Da die Kehlscheibe nur 15 mm nutzbare Schneidenhöhe hat, muss sie auf dieses oder ein geringeres Maß abgesenkt werden. Jetzt wird die Maschine eingeschaltet, wobei die Drehzahl so gewählt sein sollte, dass 40 bis 60 m/s Schnittgeschwindigkeit erreicht werden. Das Werkstück wird, wie beim Hobeln an der Abrichte, unter dem Brückenschutz durchgeschoben und das Werkzeug nach jedem Arbeitsgang in Schritten mit höchstens 15 mm so oft verstellt, bis die 30 mm Stichbogenhöhe erreicht ist (Bild 7, 8). Nach dem letzten Arbeitsgang ist es sinnvoll, das Werkstück um 180 Grad zu drehen und nochmals über das rotierende Werkzeug zu führen: So werden Ungenauigkeiten im Randabstand ausgeglichen. Jetzt muss sich nur noch jemand finden, der die Frässpuren herausschleift (Bild 9).

Fingerzinken auf der Kreissäge

Wenn Tischfräse oder Handoberfräse beim Fräsen der Fingerzinken an breiten Werkstücken ihre Grenzen erreichen, kommt die Kreissäge zum Einsatz. Einerlei, ob eine gekaufte oder selbst gefertigte Vorrichtung zum Einsatz kommt, ist das Prinzip immer dasselbe. Deshalb wird hier nur das Grundprinzip besprochen, Verfeinerungen sind einfach und jederzeit möglich. Im Beispiel sollen 70 mm breite und 22 mm dicke Rahmenhölzer mit 10 mm breiten Fingerzinken verbunden werden.

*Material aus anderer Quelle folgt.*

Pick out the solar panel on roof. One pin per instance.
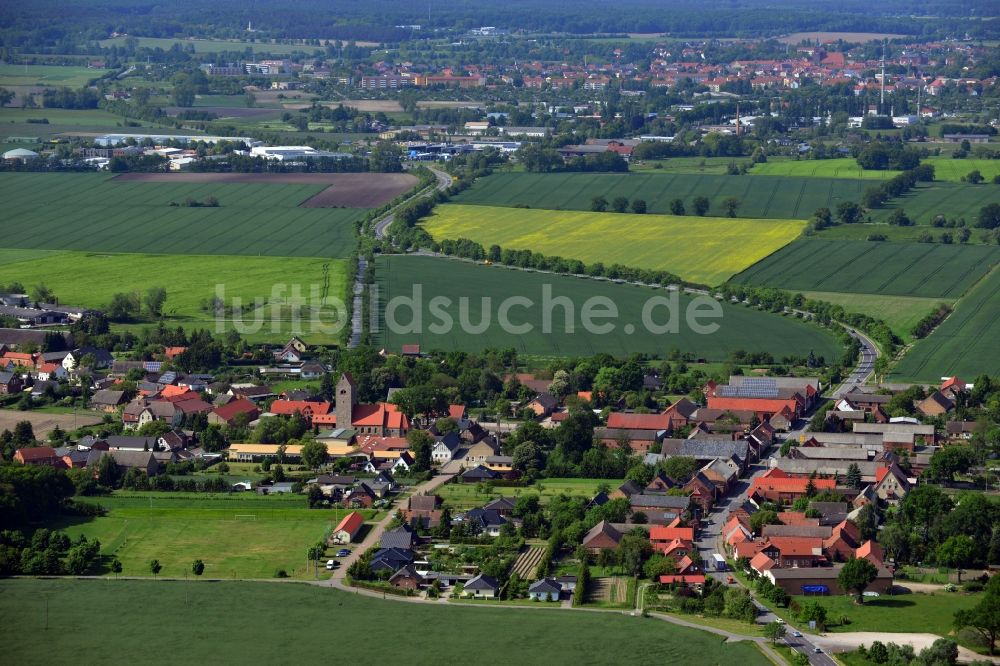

Für die einfachste Lösung benötigt man nur ein hohes Splitterholz, einen kräftigen Nagel, eine Exzenterzwinge und eine Schlitzscheibe mit der gewünschten Zinkenbreite.

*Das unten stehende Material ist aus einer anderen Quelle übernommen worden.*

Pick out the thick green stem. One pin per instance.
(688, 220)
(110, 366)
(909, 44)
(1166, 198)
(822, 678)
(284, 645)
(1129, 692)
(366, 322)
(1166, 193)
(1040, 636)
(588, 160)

Die Schlitzscheibe mit zehn Millimeter Schnittbreite wird auf die Sägenwelle montiert und auf 22 mm Schlitzhöhe (= Rahmenholzdicke) eingestellt. Bevor man das Splitterholz (600 x 100 x 20) mit der Exzenterzwinge am Winkellineal klemmt, wird etwa 100 mm vor dem rechten Ende ein Nagel eingeschlagen. Dieser darf maximal eine Rahmenholzdicke von der Unterkante des Splitterholzes entfernt sein – im Beispiel reichen etwa 10 mm. Das Brett muss so am Winkelanschlag befestigt sein, dass rechts vom Werkzeug der Abstand zwischen dem Nagel und der Schlitzscheibe genau das Maß der Zinkenbreite (hier 10 mm) hat. An dieser Einstellung hängen Erfolg oder Misserfolg der gesamten Arbeit (Bild 10).

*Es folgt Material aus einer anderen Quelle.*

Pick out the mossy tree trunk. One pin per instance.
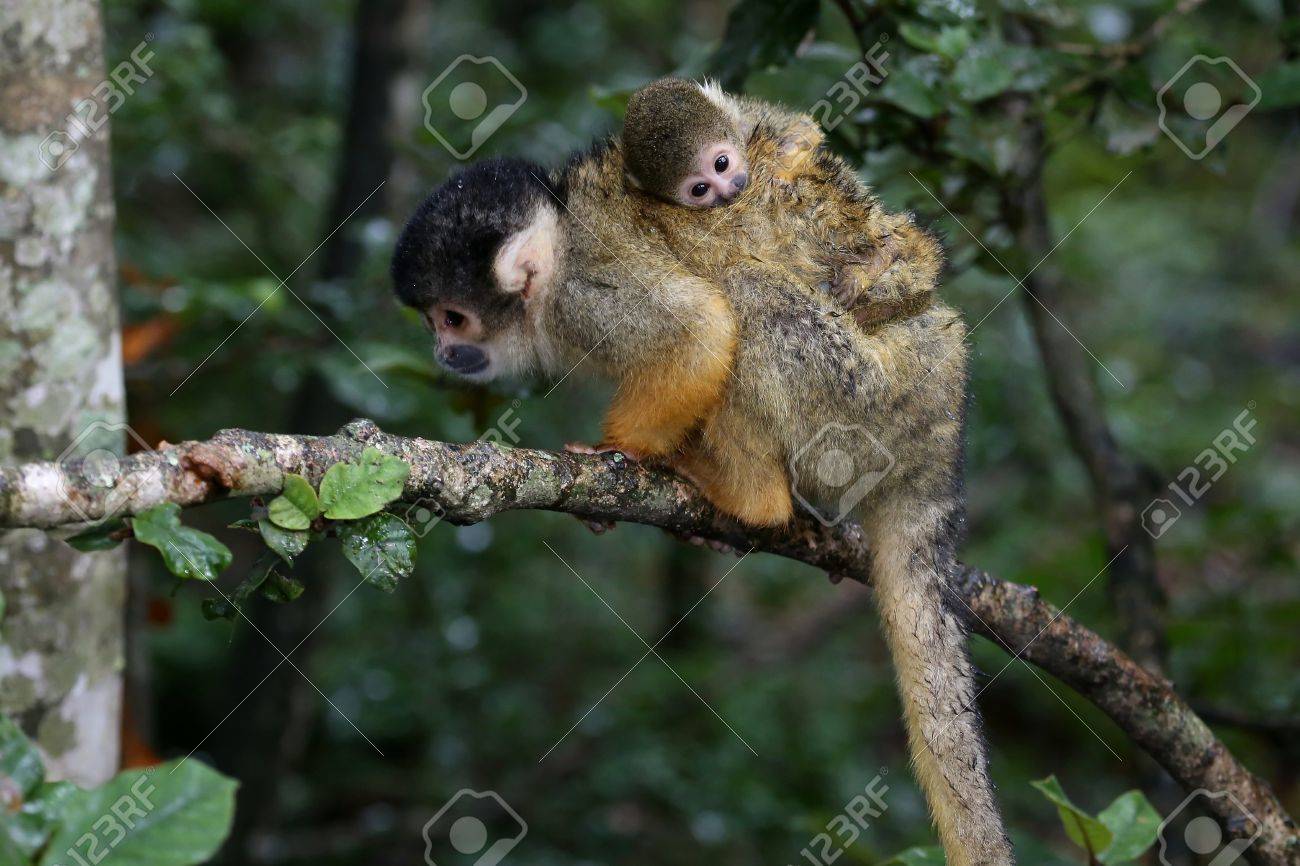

Da die Schutzhaube nicht benutzt werden kann und auch der Spaltkeil ausgebaut ist, muss das drehende Werkzeug anders verdeckt werden. Besonders gut eignen sich die Stoppklötze der an der Tischfräse eingesetzten Tischverlängerungen. Sie lassen sich, je einer vorn und einer hinten, in die Tischnuten des Schiebeschlittens schieben. Schraubt man darauf entsprechend große Bretter, dass nur ein 30 mm breiter Spalt zwischen Splitterholz und Brett frei bleibt, lässt sich der Schiebeschlitten weit genug verfahren und das Werkzeug ist sicher verdeckt.
Die Rahmenteile werden gezeichnet und das Teil, das den durchgehenden Randzinken bekommt, wird mit dem Querholz auf den Schiebeschlitten gestellt und gegen das Splitterholz und den Nagel gedrückt. Die Zeichenseite liegt am Nagel an. Der erste Schlitz kann gefräst werden. Das Werkstück wird dabei bis hinter das Werkzeug geschoben und dort nach oben entnommen. Nach dem Zurückziehen des Schiebeschlittens stülpt man das Rahmenteil mit dem gerade gefrästen Schlitz über den Nagel, schiebt es wieder nach rechts, bis es wieder sicher am Nagel anliegt, und führt nun die zweite Fräsung aus. So werden alle Rahmenecken mit durchgehenden Randzinken gefräst (Bild 11).
Jetzt können die Gegenstücke gefräst werden. Ein Rahmenstück wird mit dem durchgehenden Randzinken, die Zeichenseite zeigt diesmal zum Werkzeug, über den Nagel gestülpt. Die linke Schlitzwange des Randzinkens muss dabei am Nagel anliegen! Jetzt wird das Gegenstück mit seiner Zeichenseite gegen die Zeichenseite des schon aufgestellten Rahmenteils geschoben. Beide Teile haltend, wird der Randschlitz gefräst (Bild 12). Die weiteren Schlitze werden wie beim durchgehenden Rahmenteil gefräst: Schlitz über den Nagel stülpen, heranschieben, fräsen (Bild 13).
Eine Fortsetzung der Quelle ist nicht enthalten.